- The attack occurred in Taza, Iraq.
- Location: 35°18′12″N 44°19′51″E﻿ / ﻿35.30333°N 44.33083°E Taza, Iraq
- Date: 20 June 2009
- Target: Shia Muslims
- Attack type: Suicide attack (Remote detonation possible)
- Weapons: Explosives
- Deaths: 73
- Injured: 254
- Perpetrators: Unknown
- Motive: Anti-Shi'a sentiment

= 2009 Taza bombing =

Mass murder in Iraq

The 20 June 2009 Taza bombing was an attack which took place in Taza near Kirkuk, Iraq on 20 June 2009 in a dominant Shia Turkmen community. At least 73 people were killed and over 200 more were injured. Thirty homes were destroyed in the bombing.

The bombing was the worst attack in Iraq since March 2008, even worse than the twin 23 April 2009 Iraqi suicide attacks in Baghdad and Muqdadiyah.

==Incident==
The attack took place in a residential area near a mosque, as a result destroying several homes and slightly damaging the mosque. Mud-brick homes in the vicinity of the explosion collapsed, with the explosion leaving a deep crater at the point of detonation.

Following midday prayers, people were exiting the crowded Al-Rasoul mosque in Taza town when the explosion occurred. Those who were affected were removed to Azadi Hospital in Kirkuk, with children being placed in wards. Thirty-five-year-old Hussain Nashaat was wrapped in bandages when he spoke to reporters: "I was sitting in my house when suddenly a powerful blast shook the ground under me. I found myself covered in blood and ran outside in a daze.

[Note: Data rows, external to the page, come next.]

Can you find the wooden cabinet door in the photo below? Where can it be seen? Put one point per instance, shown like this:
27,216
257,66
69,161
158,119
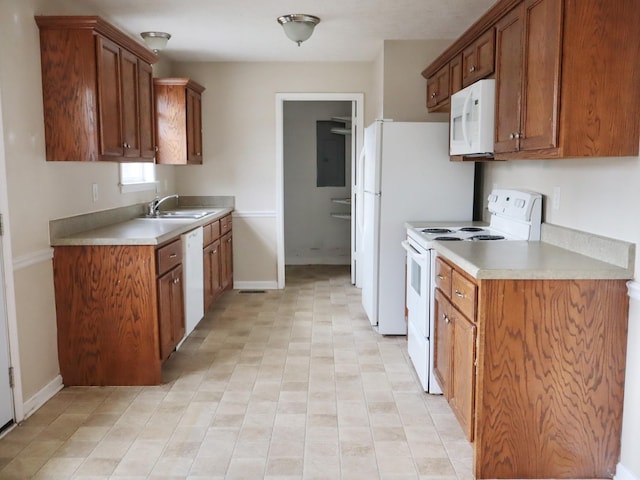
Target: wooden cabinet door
130,102
194,127
528,50
438,88
478,59
146,114
212,272
109,100
508,80
455,75
462,386
542,45
170,311
442,343
226,257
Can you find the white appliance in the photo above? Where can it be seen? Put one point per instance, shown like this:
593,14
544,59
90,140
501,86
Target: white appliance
515,215
472,119
406,173
193,285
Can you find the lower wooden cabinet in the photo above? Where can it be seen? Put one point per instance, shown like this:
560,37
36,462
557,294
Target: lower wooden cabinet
119,311
454,361
535,373
218,259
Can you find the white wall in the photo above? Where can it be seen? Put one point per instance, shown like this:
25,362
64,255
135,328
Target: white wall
598,195
39,191
311,234
239,106
404,88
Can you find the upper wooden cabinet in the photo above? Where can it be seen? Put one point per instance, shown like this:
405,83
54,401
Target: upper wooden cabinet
563,83
444,83
97,91
566,83
478,58
178,107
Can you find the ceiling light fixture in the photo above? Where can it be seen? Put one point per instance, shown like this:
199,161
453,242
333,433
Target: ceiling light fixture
298,27
156,41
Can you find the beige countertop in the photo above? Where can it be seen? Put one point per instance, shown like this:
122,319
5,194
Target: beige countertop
139,231
526,260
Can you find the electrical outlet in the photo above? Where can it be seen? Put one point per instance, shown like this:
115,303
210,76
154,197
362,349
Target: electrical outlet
556,198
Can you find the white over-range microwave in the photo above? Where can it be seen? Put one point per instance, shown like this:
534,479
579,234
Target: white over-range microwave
472,119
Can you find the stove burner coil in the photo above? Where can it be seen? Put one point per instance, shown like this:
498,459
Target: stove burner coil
486,237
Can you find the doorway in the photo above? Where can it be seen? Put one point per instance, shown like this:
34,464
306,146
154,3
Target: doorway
356,103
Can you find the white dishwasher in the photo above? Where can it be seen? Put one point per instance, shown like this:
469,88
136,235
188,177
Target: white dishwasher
193,284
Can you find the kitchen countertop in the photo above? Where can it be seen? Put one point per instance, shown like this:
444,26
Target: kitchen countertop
562,253
139,231
526,260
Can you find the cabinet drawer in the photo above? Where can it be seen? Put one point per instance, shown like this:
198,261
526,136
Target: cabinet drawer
169,256
225,224
463,295
210,232
443,276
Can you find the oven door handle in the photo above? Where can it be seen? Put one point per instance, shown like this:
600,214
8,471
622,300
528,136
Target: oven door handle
414,254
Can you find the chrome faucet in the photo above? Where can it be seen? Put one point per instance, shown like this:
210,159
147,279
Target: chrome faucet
155,203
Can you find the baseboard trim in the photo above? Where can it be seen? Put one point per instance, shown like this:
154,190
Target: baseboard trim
40,398
623,473
268,285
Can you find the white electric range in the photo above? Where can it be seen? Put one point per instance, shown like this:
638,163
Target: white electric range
515,215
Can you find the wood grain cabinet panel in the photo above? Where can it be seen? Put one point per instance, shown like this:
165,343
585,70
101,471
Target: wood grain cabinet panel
96,84
536,380
218,259
564,86
550,382
552,98
119,310
438,89
178,105
478,59
455,343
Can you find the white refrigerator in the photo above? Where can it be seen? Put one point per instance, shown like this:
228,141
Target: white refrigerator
406,176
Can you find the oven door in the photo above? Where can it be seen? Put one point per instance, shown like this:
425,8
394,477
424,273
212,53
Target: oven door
418,264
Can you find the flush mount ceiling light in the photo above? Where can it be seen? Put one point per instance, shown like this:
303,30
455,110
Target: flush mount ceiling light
156,41
298,27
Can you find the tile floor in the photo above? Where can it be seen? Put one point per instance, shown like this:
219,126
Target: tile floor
290,384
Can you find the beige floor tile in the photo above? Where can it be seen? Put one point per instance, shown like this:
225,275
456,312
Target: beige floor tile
288,384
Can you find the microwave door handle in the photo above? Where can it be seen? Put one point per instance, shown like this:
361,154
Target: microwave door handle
465,109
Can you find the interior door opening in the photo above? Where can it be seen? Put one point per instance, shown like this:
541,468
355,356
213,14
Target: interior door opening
316,188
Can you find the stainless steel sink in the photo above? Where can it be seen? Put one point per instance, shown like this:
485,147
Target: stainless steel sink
187,214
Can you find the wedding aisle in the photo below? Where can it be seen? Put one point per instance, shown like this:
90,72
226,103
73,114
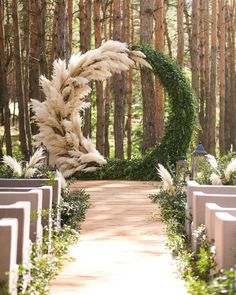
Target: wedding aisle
122,245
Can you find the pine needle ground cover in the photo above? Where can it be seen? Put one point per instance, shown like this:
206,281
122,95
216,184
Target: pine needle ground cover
178,129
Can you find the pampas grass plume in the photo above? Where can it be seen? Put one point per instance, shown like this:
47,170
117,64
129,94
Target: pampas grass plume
230,169
167,180
215,179
212,161
13,164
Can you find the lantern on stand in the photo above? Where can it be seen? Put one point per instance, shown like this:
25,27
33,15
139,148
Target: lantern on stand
181,168
198,156
45,154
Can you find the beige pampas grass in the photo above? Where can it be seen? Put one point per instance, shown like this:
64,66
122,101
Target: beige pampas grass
167,180
230,169
58,117
212,161
215,179
13,164
30,172
63,181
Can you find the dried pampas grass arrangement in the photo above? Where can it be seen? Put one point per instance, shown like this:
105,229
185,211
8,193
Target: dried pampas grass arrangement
58,117
166,178
28,170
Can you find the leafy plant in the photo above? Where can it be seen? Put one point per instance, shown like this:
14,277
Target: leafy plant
46,262
20,169
196,268
73,207
179,127
218,172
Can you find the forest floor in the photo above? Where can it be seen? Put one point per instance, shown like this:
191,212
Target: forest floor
122,245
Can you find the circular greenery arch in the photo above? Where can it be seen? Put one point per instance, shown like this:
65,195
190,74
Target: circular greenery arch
178,129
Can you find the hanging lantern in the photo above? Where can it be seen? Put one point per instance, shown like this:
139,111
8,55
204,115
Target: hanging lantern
198,155
181,168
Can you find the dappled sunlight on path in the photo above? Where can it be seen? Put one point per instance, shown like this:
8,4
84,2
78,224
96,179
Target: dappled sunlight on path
122,245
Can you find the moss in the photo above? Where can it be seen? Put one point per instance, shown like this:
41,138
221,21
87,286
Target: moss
178,129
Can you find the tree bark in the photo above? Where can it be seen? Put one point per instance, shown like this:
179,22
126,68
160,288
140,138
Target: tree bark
194,47
100,124
85,45
70,29
25,52
147,83
128,37
159,44
3,82
212,110
34,58
202,71
118,83
180,32
206,73
18,77
222,75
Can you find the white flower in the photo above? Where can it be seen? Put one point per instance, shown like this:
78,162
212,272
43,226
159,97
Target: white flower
230,169
30,172
13,164
167,181
63,181
36,158
212,161
215,179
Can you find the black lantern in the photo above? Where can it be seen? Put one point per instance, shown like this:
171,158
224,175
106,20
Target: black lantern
45,154
181,168
198,155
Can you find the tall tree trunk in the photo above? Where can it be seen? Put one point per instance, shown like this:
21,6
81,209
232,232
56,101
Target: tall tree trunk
26,50
19,86
212,110
100,138
107,29
202,70
34,59
159,44
222,75
128,16
206,73
70,29
60,43
180,32
148,95
167,36
194,47
3,82
85,45
42,20
232,18
118,82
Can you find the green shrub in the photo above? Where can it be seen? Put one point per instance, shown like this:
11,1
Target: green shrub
197,269
73,207
178,129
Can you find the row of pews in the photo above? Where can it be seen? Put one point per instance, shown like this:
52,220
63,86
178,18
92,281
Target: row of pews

My lovely neighborhood was just rubble." People were buried alive.

Shortly after the bombing, the Kurdistan Regional Government, under orders from the Iraqi ministry of defence, started a 15-day operation "to follow terrorists and criminals in Kirkuk Province surroundings". 13 days later a high-ranking officer reported that "during a joint raid by Iraqi military forces alongside US troops in Haweja town, Mahdi Salih a terrorist was arrested who was the Kirkuk two blasts mastermind on 20 June"

In December, Adnan Jassim Ali al-Hamdani, Walid Mahmoud Mohammed al-Hamdani and Hawas Falah al-Juburi were convicted and sentenced to death for helping to plan the attack.

== Perpetrators ==
Perpetrators are not identified. Western media, like Reuters, hinted at “...Sunni Islamist insurgents, including al Qaeda...”.

== Reaction ==
- Iraqi Prime Minister Nouri al-Maliki called the bombing an "ugly crime" which was "an attempt to harm security and stability and spread mistrust of the Iraqi forces".
- the Kurdistan Regional Government president Massoud Barzani condemned the bombings by saying: this coward act aims to disturb fraternity, peace and peaceful coexistence among the various constituents in Iraq and we for our part strongly condemn this criminal act.
- Turkey's Foreign Ministry criticised the bombing and issued a statement expressing "profound sorrow". The statement said: "Turkey attaches great importance to the efforts to ensure peace and stability in Iraq and to provide a peaceful atmosphere among different ethnic and religious groups in Kirkuk. We strongly condemn this heinous attack. We want to reiterate once again that Turkey is opposed to all kinds of terrorism and the Turkish people sympathize with Iraqi people who lost their beloved ones in the attack. We are ready to take in those who were injured in the attack for medical treatment. We are taking all kinds of measures including dispatch of an ambulance helicopter to Iraq."
- The Turkmen Front announced three days of mourning and called for an "immediate investigation... and for the criminals to be brought to justice".